Monday, June 29, 2026

The perils and pleasures of re-reading

I've been a voracious reader all my life but I have never gone in much for re-reading. Until last year (not counting books I re-read books for school, as a student and as a teacher), I'd hardly ever re-read books for pleasure: The Great Gatsby, Mrs. Dalloway, some Ray Bradbury, some Ernest Hemingway, some Henry James. But in my retirement, in addition to catching up on books that have been piling up in the basement over the years, I have been doing some re-reading. I've probably read Bradbury's Something Wicked This Way Comes four or five times, but a new attempt last year left me cold. It threatened to spoil my lovely memories of the book so I quit. Oddly, with one of the major characters, the dad, being an old man figure a bit like me, I thought I would find new resonances in the book, but the opposite happened--I found myself bored by the father and by the philosophizing. I will keep my Bantam paperback, bought in 1967, with me forever but I probably won't be tempted to read it again. I'll let my memories remain unsullied.

Some things I've re-read with success, finding even more to enjoy in them now. Julian, Gore Vidal's historical novel about the last pagan emperor of Rome, first read in my 20s, was one of my favorite novels and I worried that revisiting it would be disappointing (I had tried about 20 years ago and didn't get very far) but my older vantage point was actually an asset as I understood more, about the history and the philosophy, than I did back then. The same thing happened with A Canticle for Leibowitz by Walter M. Miller Jr. It's a post-apocalyptic story told in three parts, covering three different and widely separated time periods. A nuclear war destroys civilization as we know it, but humanity, along with religion and science, claws its way back, and soon we have an even more advanced technology that we had in the 20th century. But have we learned enough to avoid our old mistakes? I read it in college (mid-1970s) and have fond and vivid memories of stretching out on a couch in the student union building and reading it, but when I picked it up now, I remembered almost nothing about it. This time around, I liked the first and third sections very much, but the middle chunk was tedious and I almost gave up on the re-read. I'm glad I didn't. I think the first and third parts felt more like science fiction than the middle part; they also have more "world-building" going on. I'm a little surprised that it hasn't been adapted for streaming television.

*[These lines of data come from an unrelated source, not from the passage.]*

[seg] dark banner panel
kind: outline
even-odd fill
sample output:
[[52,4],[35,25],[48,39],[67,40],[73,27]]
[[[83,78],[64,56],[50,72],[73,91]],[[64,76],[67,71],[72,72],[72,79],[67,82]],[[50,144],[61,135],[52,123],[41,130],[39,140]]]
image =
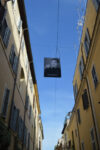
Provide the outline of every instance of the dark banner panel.
[[60,59],[44,58],[44,77],[61,77]]

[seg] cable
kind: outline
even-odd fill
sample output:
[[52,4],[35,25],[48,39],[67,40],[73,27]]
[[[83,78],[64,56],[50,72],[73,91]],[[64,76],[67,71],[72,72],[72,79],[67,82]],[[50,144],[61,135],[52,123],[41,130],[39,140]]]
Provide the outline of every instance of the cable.
[[58,42],[59,42],[59,10],[60,10],[60,7],[59,7],[59,0],[57,0],[57,38],[56,38],[56,56],[57,56],[57,52],[58,52]]

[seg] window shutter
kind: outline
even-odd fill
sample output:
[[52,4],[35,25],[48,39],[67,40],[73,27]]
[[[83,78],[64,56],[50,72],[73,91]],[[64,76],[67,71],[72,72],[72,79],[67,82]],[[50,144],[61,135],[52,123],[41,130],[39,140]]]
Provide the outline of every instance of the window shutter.
[[28,133],[28,150],[30,149],[30,133]]
[[0,28],[2,27],[4,17],[5,17],[5,13],[6,13],[5,7],[3,7],[1,5],[1,2],[0,2]]
[[17,73],[17,65],[18,65],[18,57],[15,56],[14,64],[13,64],[13,71],[14,71],[14,73]]
[[10,128],[13,129],[13,120],[14,120],[14,103],[13,103],[13,106],[12,106],[12,110],[11,110],[11,120],[10,120]]
[[6,117],[6,113],[7,113],[9,94],[10,94],[10,90],[6,88],[4,92],[3,108],[2,108],[2,114],[4,117]]
[[75,100],[76,100],[76,96],[77,96],[77,92],[78,92],[77,82],[75,83],[73,89],[74,89],[74,97],[75,97]]
[[98,10],[98,7],[99,7],[99,2],[98,0],[92,0],[93,4],[94,4],[94,7],[96,9],[96,11]]
[[86,37],[87,37],[88,45],[90,45],[90,35],[88,29],[86,29]]
[[25,127],[24,130],[24,144],[26,145],[26,140],[27,140],[27,128]]
[[30,105],[30,109],[29,109],[29,119],[31,119],[31,114],[32,114],[32,107]]
[[79,72],[80,72],[81,79],[82,79],[83,71],[84,71],[84,63],[83,63],[83,57],[81,57],[80,64],[79,64]]
[[18,137],[20,138],[20,140],[22,140],[23,138],[23,120],[21,119],[21,117],[19,117],[19,125],[18,125]]
[[77,109],[77,117],[78,117],[78,123],[81,123],[81,118],[80,118],[80,110]]
[[21,49],[22,51],[24,50],[24,46],[25,46],[25,42],[24,42],[24,37],[22,38],[22,42],[21,42]]
[[10,33],[11,33],[10,29],[9,29],[9,27],[7,27],[6,30],[5,30],[4,38],[3,38],[3,42],[4,42],[5,46],[6,46],[6,48],[8,46],[8,42],[9,42],[9,38],[10,38]]
[[10,51],[10,56],[9,56],[9,60],[10,60],[10,63],[11,65],[13,66],[13,63],[14,63],[14,57],[15,57],[15,52],[14,52],[14,45],[12,44],[11,46],[11,51]]
[[28,105],[29,105],[29,96],[26,95],[26,103],[25,103],[25,109],[28,109]]
[[17,29],[18,29],[19,33],[20,33],[20,30],[21,30],[21,27],[22,27],[22,20],[19,18],[18,19],[18,25],[17,25]]
[[84,90],[84,93],[82,95],[82,101],[83,101],[83,108],[86,110],[89,107],[89,101],[88,101],[88,94],[87,90]]
[[18,109],[14,109],[14,120],[13,120],[13,129],[14,131],[17,131],[17,119],[18,119],[18,114],[19,114],[19,111]]
[[90,47],[90,36],[89,36],[88,29],[86,30],[86,33],[85,33],[84,47],[85,47],[85,53],[86,53],[86,57],[87,57],[88,53],[89,53],[89,47]]
[[92,78],[93,78],[93,81],[94,81],[94,85],[95,85],[95,88],[98,84],[98,79],[97,79],[97,75],[96,75],[96,71],[95,71],[95,67],[93,66],[92,68]]

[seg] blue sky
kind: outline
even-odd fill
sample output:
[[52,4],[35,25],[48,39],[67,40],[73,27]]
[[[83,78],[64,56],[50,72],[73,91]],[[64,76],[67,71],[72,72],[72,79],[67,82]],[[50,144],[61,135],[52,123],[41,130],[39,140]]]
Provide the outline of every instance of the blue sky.
[[[62,77],[44,78],[44,57],[56,56],[57,0],[25,0],[44,128],[43,150],[53,150],[65,115],[74,105],[72,80],[79,48],[83,0],[60,0],[59,52]],[[82,4],[82,5],[81,5]],[[80,12],[80,13],[79,13]]]

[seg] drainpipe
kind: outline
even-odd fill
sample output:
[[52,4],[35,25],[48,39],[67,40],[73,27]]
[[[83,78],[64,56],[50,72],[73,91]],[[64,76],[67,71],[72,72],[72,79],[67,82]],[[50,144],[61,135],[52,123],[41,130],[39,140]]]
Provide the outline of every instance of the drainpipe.
[[16,89],[17,76],[18,76],[18,68],[19,68],[19,64],[20,64],[19,60],[20,60],[20,53],[21,53],[21,43],[22,43],[24,31],[27,31],[27,30],[28,30],[27,28],[23,29],[22,35],[21,35],[21,40],[20,40],[18,64],[17,64],[17,69],[16,69],[16,73],[15,73],[15,77],[14,77],[14,86],[13,86],[13,92],[12,92],[12,98],[11,98],[11,108],[10,108],[10,114],[9,114],[8,128],[10,128],[10,120],[11,120],[11,113],[12,113],[13,101],[14,101],[14,96],[15,96],[15,89]]
[[[30,64],[33,63],[33,61],[29,62],[29,67],[28,67],[28,73],[27,73],[27,85],[26,85],[26,93],[25,93],[25,103],[26,103],[26,96],[27,96],[27,89],[28,89],[28,83],[29,83],[29,70],[30,70]],[[26,108],[24,105],[24,125],[25,125],[25,120],[26,120]],[[23,135],[22,135],[22,150],[24,149],[24,133],[25,133],[25,126],[23,127]]]
[[[84,66],[85,66],[84,71],[86,71],[86,73],[87,73],[87,70],[86,70],[87,62],[85,64],[82,48],[81,48],[81,53],[82,53],[82,57],[83,57],[83,63],[84,63]],[[91,114],[92,114],[92,119],[93,119],[93,124],[94,124],[94,130],[95,130],[95,137],[96,137],[98,150],[100,150],[98,128],[97,128],[97,122],[96,122],[96,117],[95,117],[95,112],[94,112],[93,98],[92,98],[91,89],[90,89],[90,86],[89,86],[89,80],[88,80],[87,76],[83,77],[83,79],[86,80],[86,84],[87,84],[87,90],[88,90],[88,94],[89,94],[90,107],[91,107]]]
[[76,111],[76,124],[77,124],[77,131],[78,131],[79,150],[81,150],[80,132],[79,132],[79,126],[78,126],[78,121],[77,121],[77,111]]

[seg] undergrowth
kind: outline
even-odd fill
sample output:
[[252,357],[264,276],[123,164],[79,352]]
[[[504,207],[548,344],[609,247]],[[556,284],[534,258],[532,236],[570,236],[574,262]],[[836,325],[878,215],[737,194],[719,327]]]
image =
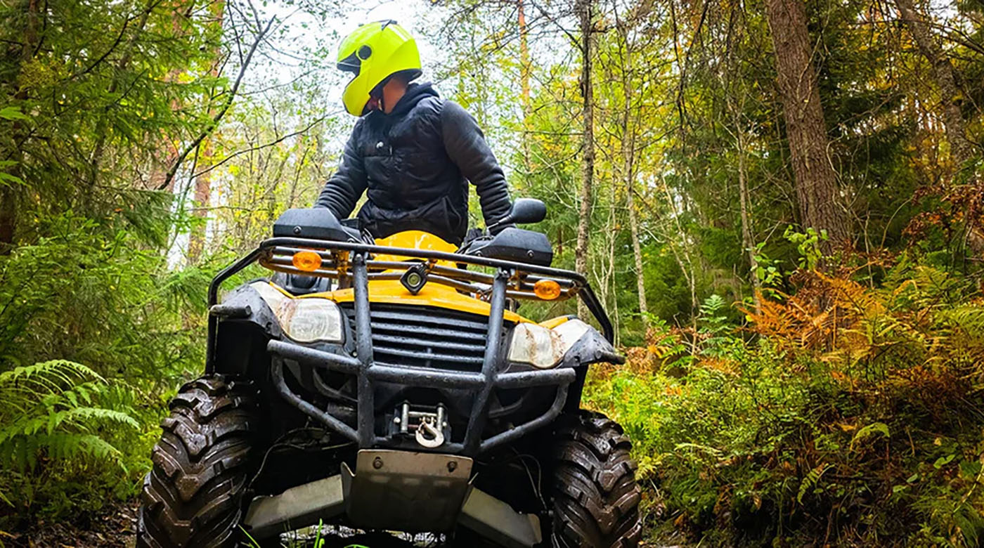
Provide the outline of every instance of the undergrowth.
[[[653,531],[705,544],[984,543],[984,299],[904,261],[800,271],[748,327],[656,324],[587,404],[632,436]],[[696,347],[696,351],[695,351]]]

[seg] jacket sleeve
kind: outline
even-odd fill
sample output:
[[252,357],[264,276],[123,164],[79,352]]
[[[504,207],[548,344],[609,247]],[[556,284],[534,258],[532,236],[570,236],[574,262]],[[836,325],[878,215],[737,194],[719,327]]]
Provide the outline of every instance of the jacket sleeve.
[[328,208],[339,219],[348,218],[366,190],[366,169],[358,147],[358,133],[356,125],[341,152],[338,170],[329,177],[314,204],[315,208]]
[[464,178],[475,185],[485,225],[509,213],[513,204],[506,176],[475,119],[457,102],[445,101],[441,110],[441,134],[448,156]]

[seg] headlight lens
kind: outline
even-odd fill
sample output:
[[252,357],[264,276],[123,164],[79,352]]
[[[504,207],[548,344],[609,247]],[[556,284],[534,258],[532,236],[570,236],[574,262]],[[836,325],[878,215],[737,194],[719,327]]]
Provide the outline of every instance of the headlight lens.
[[328,299],[290,299],[289,303],[293,311],[277,315],[287,336],[298,342],[341,342],[338,305]]
[[588,329],[581,320],[569,320],[552,330],[536,324],[520,324],[513,330],[509,361],[539,369],[556,367]]
[[341,342],[344,322],[335,301],[288,297],[265,281],[250,284],[280,323],[283,334],[298,342]]

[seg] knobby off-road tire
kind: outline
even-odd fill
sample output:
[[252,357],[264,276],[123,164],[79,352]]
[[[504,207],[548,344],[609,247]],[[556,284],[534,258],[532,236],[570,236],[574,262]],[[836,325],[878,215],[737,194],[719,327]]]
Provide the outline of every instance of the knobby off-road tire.
[[226,548],[240,540],[259,427],[252,384],[207,376],[181,387],[144,480],[138,548]]
[[589,411],[562,417],[553,450],[553,538],[548,546],[637,546],[643,532],[632,443],[622,427]]

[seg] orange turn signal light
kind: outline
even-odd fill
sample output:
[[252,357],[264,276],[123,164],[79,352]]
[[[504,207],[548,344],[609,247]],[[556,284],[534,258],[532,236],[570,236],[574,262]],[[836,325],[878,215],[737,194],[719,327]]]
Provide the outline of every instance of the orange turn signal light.
[[290,262],[299,271],[313,273],[321,268],[321,255],[313,251],[298,251]]
[[545,301],[552,301],[560,296],[560,283],[552,279],[541,279],[533,284],[533,293]]

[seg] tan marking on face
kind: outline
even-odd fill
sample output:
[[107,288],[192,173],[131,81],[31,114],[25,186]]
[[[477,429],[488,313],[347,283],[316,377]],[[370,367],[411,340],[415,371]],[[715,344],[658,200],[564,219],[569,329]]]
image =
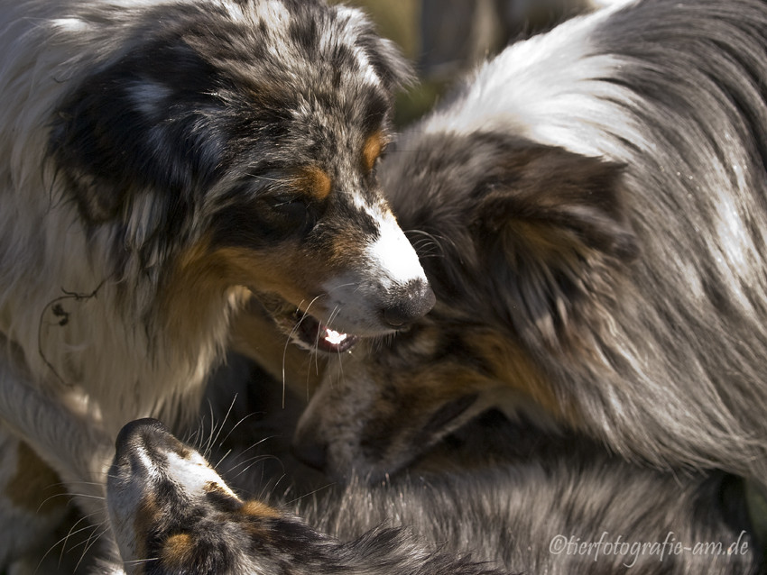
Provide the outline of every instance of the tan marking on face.
[[574,406],[562,404],[542,370],[521,345],[491,330],[477,330],[466,341],[493,367],[498,381],[525,393],[557,419],[579,426],[581,418]]
[[191,562],[194,554],[194,540],[186,533],[171,535],[165,540],[160,560],[163,566],[180,569]]
[[238,290],[243,305],[248,293],[274,293],[296,306],[308,306],[321,293],[333,273],[321,254],[301,250],[296,242],[256,251],[243,247],[212,249],[201,241],[179,258],[163,287],[162,313],[171,336],[194,337],[208,302],[218,305],[226,294]]
[[240,513],[254,517],[268,517],[270,519],[278,519],[282,516],[282,514],[277,509],[258,499],[245,501],[240,508]]
[[16,471],[3,493],[15,507],[36,514],[53,513],[68,500],[56,472],[23,442],[16,451]]
[[157,523],[160,516],[160,507],[152,494],[147,495],[136,507],[134,517],[134,533],[135,534],[135,554],[136,557],[146,557],[146,534]]
[[372,133],[365,141],[362,146],[362,167],[365,173],[373,169],[375,165],[375,160],[381,155],[381,151],[384,150],[384,132],[381,131]]
[[333,181],[325,170],[317,166],[307,166],[299,171],[293,184],[302,193],[318,201],[322,201],[330,195]]

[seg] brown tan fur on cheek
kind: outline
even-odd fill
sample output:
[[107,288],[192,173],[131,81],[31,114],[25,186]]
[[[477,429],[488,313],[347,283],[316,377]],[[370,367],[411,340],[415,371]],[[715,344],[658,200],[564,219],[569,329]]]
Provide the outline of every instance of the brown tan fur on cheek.
[[54,513],[67,503],[65,491],[55,471],[29,445],[19,443],[16,471],[4,494],[16,507],[36,514]]
[[247,299],[245,288],[276,293],[298,306],[320,294],[328,270],[321,258],[302,253],[298,247],[275,246],[260,252],[246,248],[211,249],[202,240],[178,260],[163,288],[161,309],[169,332],[185,337],[199,333],[196,322],[200,302],[222,302],[233,288],[240,288],[240,299]]
[[163,567],[181,571],[192,563],[194,549],[195,543],[190,534],[182,533],[171,535],[162,545],[160,561]]
[[135,534],[135,559],[145,559],[148,555],[147,534],[157,524],[160,516],[160,507],[152,495],[146,496],[136,507],[134,518],[134,533]]
[[375,160],[384,150],[385,139],[383,132],[372,133],[365,141],[362,146],[362,168],[365,173],[368,173],[375,165]]
[[521,346],[490,330],[476,331],[465,341],[491,367],[498,382],[529,396],[555,418],[578,427],[580,417],[574,407],[562,405],[543,372]]
[[293,186],[308,197],[321,202],[333,189],[333,180],[328,172],[317,166],[307,166],[299,170],[293,179]]

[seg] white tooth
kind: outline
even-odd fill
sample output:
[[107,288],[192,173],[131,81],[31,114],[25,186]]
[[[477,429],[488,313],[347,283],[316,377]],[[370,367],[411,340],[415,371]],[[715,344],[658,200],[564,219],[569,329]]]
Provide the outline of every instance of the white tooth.
[[347,337],[346,333],[331,330],[329,327],[326,327],[325,332],[325,340],[332,345],[340,344]]

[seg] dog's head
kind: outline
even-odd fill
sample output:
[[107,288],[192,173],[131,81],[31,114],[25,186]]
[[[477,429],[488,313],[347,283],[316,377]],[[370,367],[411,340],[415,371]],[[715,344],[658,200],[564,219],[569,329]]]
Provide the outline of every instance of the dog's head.
[[429,310],[376,180],[409,68],[361,13],[250,0],[130,18],[124,45],[60,102],[50,144],[119,278],[160,273],[171,296],[245,286],[299,339],[337,351],[343,333]]
[[290,512],[243,500],[155,419],[131,422],[118,434],[106,505],[132,575],[501,575],[487,561],[434,551],[401,528],[342,542]]
[[265,503],[241,499],[159,421],[126,424],[116,447],[106,503],[127,572],[305,572],[300,566],[320,535]]
[[609,328],[637,251],[614,163],[491,132],[414,132],[398,150],[383,181],[438,301],[328,362],[295,447],[337,478],[395,471],[491,406],[570,418],[543,360]]

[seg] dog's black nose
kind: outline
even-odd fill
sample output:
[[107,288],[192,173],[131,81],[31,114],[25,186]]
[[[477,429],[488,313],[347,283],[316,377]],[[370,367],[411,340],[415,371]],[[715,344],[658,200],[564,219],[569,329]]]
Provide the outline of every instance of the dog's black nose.
[[328,445],[310,437],[293,440],[291,452],[301,463],[322,471],[328,462]]
[[396,291],[384,309],[384,321],[392,327],[402,327],[426,315],[436,301],[428,282],[413,279]]

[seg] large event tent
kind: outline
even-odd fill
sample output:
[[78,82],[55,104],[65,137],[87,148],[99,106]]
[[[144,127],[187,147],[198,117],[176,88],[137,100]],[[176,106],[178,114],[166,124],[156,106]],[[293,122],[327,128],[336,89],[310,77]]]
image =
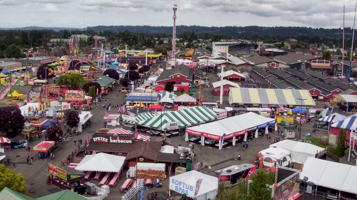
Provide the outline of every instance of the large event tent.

I got an even bigger jolt when I re-read The Carnivorous Lamb by Agustin Gomez-Arcos. In 1984, it was a highly esteemed literary gay novel about two brothers in 1950's Spain who have a lifelong sexual relationship. In 1984, the book felt like a fever dream and I raced through it in two or three sittings. It's erotic but also political, with the fall of the Republicans and the rise of Franco after the Spanish Civil War affecting all the characters. This time, the writing style felt awkward, with a stop-and-start flow that bothered me. The erotic feel was still there, but I was surprised how little sexual description there was--it doesn't come close to being pornographic. Overall I was a little disappointed, but I was glad that the last 30 pages or so were still a bit "feverish." I've been thinking of re-reading Garcia Gabriel Marquez's One Hundred Years of Solitude, another book I remember as dreamlike, but I'd hate to be disappointed. Hence the perils and pleasures of the act of re-reading. If I could somehow clear my memories of the first read out of my head, I might be less worried about it. But the past and present experiences will always, I think, be in contention.  So I'll keep going with this project but I'll allow myself to give up on a re-read if it feels like it is spoiling the past experience too much.